Berdasarkan data yang disampaikan, capaian PBG Kota Kupang menjadi yang tertinggi se-Provinsi NTT. Kontribusi tersebut turut mengangkat posisi NTT ke peringkat ke-2 di wilayah Nusa Tenggara dan Maluku dalam hal penerbitan PBG.
“Pencapaian ini menunjukkan pelayanan perizinan di Kota Kupang berjalan cepat, transparan, dan mendukung iklim investasi daerah,” ujar Mendagri Tito Karnavian dalam arahannya.
Wali Kota Kupang: Ini Jadi Motivasi untuk Terus Berbenah
Wali Kota Kupang, dr. Christian Widodo, mengatakan apresiasi yang didapatkan Pemerintah Kota Kupang dari Mendagri merupakan buah dari hasil kerja seluruh jajaran Pemkot Kupang.
“Saya mengapresiasi teman-teman di pemkot yang selalu bekerja keras dan bekerja dengan sepenuh hati untuk memberi pelayanan bagi seluruh warga Kota Kupang,” ujarnya.
Menurutnya, apresiasi yang didapatkan menjadi motivasi untuk Pemkot Kupang untuk bekerja lebih baik lagi dalam pelayanan publik.
“Kami berterima kasih kepada Mendagri, Pak Tito Karnavian yang memberi apresiasi langsung bagi kami. Ini menjadi motivasi bagi kami untuk lebih baik lagi,” kata Christian.
Christian menambahkan bahwa capaian PBG ini bukan yang pertama. “Hari ini tentang PBG, yang lalu juga sudah banyak di berbagai sektor. Begitu juga ke depannya saya optimis akan ada lagi penghargaan dan apresiasi kepada Pemkot Kupang di berbagai bidang,” tegasnya.

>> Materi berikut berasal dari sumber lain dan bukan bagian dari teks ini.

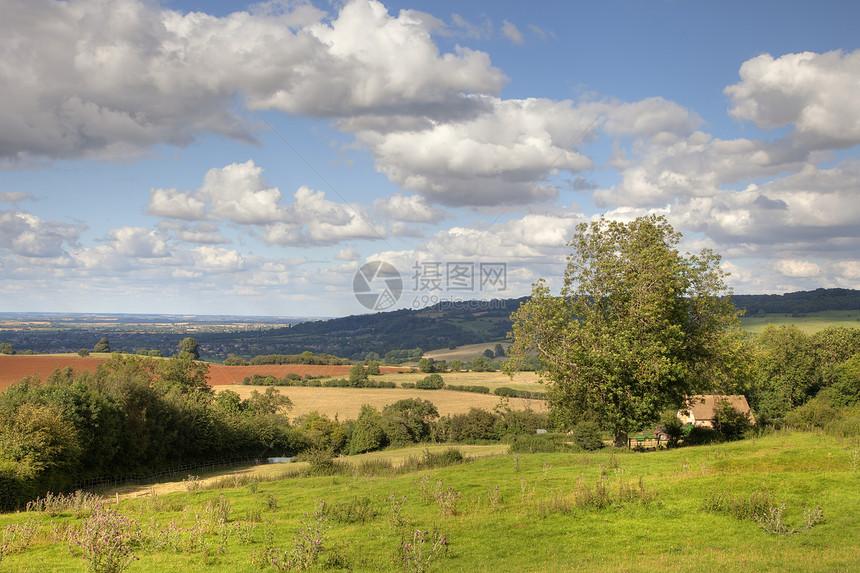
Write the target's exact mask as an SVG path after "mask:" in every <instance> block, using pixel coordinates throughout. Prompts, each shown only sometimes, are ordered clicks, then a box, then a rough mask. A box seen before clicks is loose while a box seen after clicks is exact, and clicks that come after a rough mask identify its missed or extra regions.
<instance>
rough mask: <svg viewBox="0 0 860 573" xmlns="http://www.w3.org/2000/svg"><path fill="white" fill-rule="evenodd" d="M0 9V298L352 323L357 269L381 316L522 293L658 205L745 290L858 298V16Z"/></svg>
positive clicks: (859, 193)
mask: <svg viewBox="0 0 860 573" xmlns="http://www.w3.org/2000/svg"><path fill="white" fill-rule="evenodd" d="M0 11H2V13H3V16H4V17H3V18H2V19H0V20H2V22H0V86H2V93H3V94H4V96H3V103H4V105H3V106H0V289H2V293H3V296H2V297H0V311H21V310H32V311H55V312H143V313H188V314H251V315H261V314H262V315H287V316H341V315H347V314H356V313H361V312H368V311H369V309H367V308H366V307H364V306H362V304H360V302H359V301H358V300H357V299H356V297H355V296H354V293H353V288H354V284H355V277H356V273H357V272H358V271H359V269H360V268H362V266H363V265H365V264H366V263H368V262H371V261H385V262H387V263H389V264H390V265H392V266H393V267H395V268H396V269H397V270H398V271H399V273H400V275H401V281H402V283H401V284H402V287H401V288H400V289H399V290H398V291H397V292H395V293H393V294H395V295H399V298H398V300H397V302H396V305H395V306H392V307H388V306H386V305H387V304H388V302H386V303H383V302H382V299H381V298H380V304H379V306H378V308H379V309H382V308H383V307H385V308H402V307H416V306H422V305H423V304H424V303H425V302H433V301H435V300H455V299H472V298H492V297H505V298H507V297H513V296H521V295H524V294H527V293H528V292H529V291H530V285H531V284H532V283H533V282H534V281H535V280H537V279H538V278H539V277H545V278H547V279H548V280H549V281H550V283H551V284H553V285H556V286H557V285H558V281H559V278H560V277H561V276H562V274H563V270H564V257H565V254H566V253H567V248H566V247H565V242H566V241H567V240H569V239H570V237H571V236H572V235H573V232H574V230H575V228H576V225H577V224H578V223H581V222H588V221H590V220H593V219H594V218H596V217H599V216H601V215H603V216H606V217H609V218H615V219H619V220H629V219H631V218H634V217H636V216H638V215H645V214H650V213H656V214H662V215H665V216H666V218H667V219H668V220H669V221H670V222H671V223H672V224H673V225H674V226H675V228H676V229H677V230H679V231H681V232H682V233H683V234H684V240H683V245H682V246H683V248H684V249H685V250H689V251H691V252H696V251H698V250H700V249H702V248H711V249H714V250H715V251H716V252H718V253H720V254H721V255H722V256H723V265H724V268H725V270H726V271H727V272H729V273H730V277H729V278H728V283H729V284H730V285H731V287H732V288H733V289H734V291H735V292H737V293H782V292H789V291H794V290H805V289H813V288H819V287H844V288H860V256H858V252H860V248H858V247H860V241H858V239H859V238H860V224H858V216H860V200H858V199H860V197H858V196H860V158H858V144H860V107H858V106H857V105H856V102H857V101H860V46H858V43H860V36H858V35H857V32H856V22H858V21H860V4H857V3H855V2H818V3H814V4H813V3H801V2H784V1H782V2H753V3H749V2H744V3H741V2H720V3H703V2H683V1H664V2H660V1H653V2H642V1H620V0H619V1H607V2H534V3H523V2H513V1H511V2H502V1H500V2H469V3H462V2H445V1H433V2H430V1H423V0H422V1H415V2H400V1H397V2H388V3H380V2H369V1H367V0H354V1H349V2H315V3H307V2H292V1H283V2H267V3H262V4H246V3H241V2H211V1H206V2H204V1H197V0H193V1H179V0H177V1H168V0H165V1H164V2H162V3H160V4H159V3H156V2H150V1H147V2H141V1H138V0H118V1H101V0H99V1H96V0H72V1H69V2H53V1H43V0H37V1H27V2H24V1H15V0H0ZM482 264H483V265H484V266H485V268H486V269H498V268H500V267H499V265H503V268H504V281H490V282H485V283H482V281H481V280H480V279H481V276H482V275H481V269H482V268H483V267H482V266H481V265H482ZM372 268H374V269H375V268H377V267H372ZM365 270H367V269H365ZM455 271H456V272H458V273H460V274H458V275H457V277H459V279H463V277H464V276H466V275H463V274H462V273H464V272H465V273H473V275H471V276H472V278H473V279H474V285H472V283H468V281H467V282H466V283H463V282H462V280H460V282H458V281H457V280H453V279H454V276H453V275H451V273H452V272H455ZM434 273H435V274H434ZM360 276H365V277H367V278H368V280H369V281H370V282H369V288H370V289H371V291H370V292H372V293H374V292H378V293H380V294H382V293H385V292H386V289H391V288H392V286H393V285H394V283H392V282H390V281H389V282H386V277H375V276H369V275H367V274H366V273H365V274H364V275H360ZM388 278H390V277H388ZM422 279H423V280H422ZM466 286H469V287H471V288H466ZM396 298H397V297H396ZM365 300H366V299H365ZM386 300H390V299H386Z"/></svg>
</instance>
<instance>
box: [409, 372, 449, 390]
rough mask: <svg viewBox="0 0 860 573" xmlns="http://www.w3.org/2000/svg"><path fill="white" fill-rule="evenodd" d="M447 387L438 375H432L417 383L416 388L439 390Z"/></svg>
mask: <svg viewBox="0 0 860 573" xmlns="http://www.w3.org/2000/svg"><path fill="white" fill-rule="evenodd" d="M444 386H445V382H444V381H443V380H442V377H441V376H439V375H438V374H430V375H429V376H425V377H424V378H422V379H421V380H419V381H418V382H416V383H415V387H416V388H419V389H421V390H439V389H441V388H442V387H444Z"/></svg>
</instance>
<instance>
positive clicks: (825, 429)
mask: <svg viewBox="0 0 860 573" xmlns="http://www.w3.org/2000/svg"><path fill="white" fill-rule="evenodd" d="M824 429H825V431H826V432H827V433H828V434H830V435H832V436H838V437H840V438H858V437H860V413H857V412H855V413H854V414H853V415H850V416H845V417H844V418H842V419H841V420H834V421H833V422H830V423H829V424H827V426H826V427H825V428H824Z"/></svg>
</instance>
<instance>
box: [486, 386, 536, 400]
mask: <svg viewBox="0 0 860 573" xmlns="http://www.w3.org/2000/svg"><path fill="white" fill-rule="evenodd" d="M493 394H495V395H496V396H507V397H508V398H527V399H529V400H546V392H529V391H528V390H515V389H513V388H508V387H507V386H499V387H498V388H496V389H495V390H494V391H493Z"/></svg>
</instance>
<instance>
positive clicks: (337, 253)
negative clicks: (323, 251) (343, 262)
mask: <svg viewBox="0 0 860 573" xmlns="http://www.w3.org/2000/svg"><path fill="white" fill-rule="evenodd" d="M334 259H335V260H336V261H349V262H352V261H357V260H359V259H361V255H360V254H359V253H358V251H356V250H355V249H353V248H352V247H344V248H343V249H341V250H339V251H338V252H337V254H336V255H335V257H334Z"/></svg>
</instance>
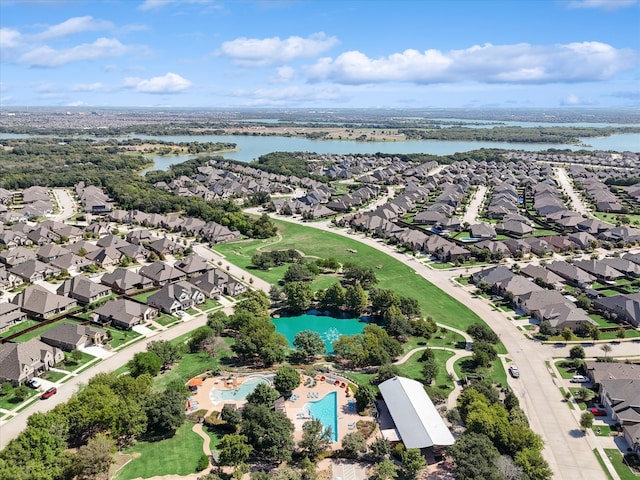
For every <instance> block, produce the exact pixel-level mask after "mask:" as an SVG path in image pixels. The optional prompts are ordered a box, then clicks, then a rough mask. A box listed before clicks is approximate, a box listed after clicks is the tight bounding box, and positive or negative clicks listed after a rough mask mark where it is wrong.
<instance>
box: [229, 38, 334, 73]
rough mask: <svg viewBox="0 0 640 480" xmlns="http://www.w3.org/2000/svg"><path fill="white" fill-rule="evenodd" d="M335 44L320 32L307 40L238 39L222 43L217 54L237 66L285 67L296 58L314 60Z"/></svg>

PBG merupakan izin resmi pengganti Izin Mendirikan Bangunan (IMB) yang berlaku sejak UU Cipta Kerja diterapkan. Tingginya angka penerbitan PBG mencerminkan meningkatnya aktivitas pembangunan serta kepatuhan terhadap aturan tata ruang dan keselamatan bangunan.(*)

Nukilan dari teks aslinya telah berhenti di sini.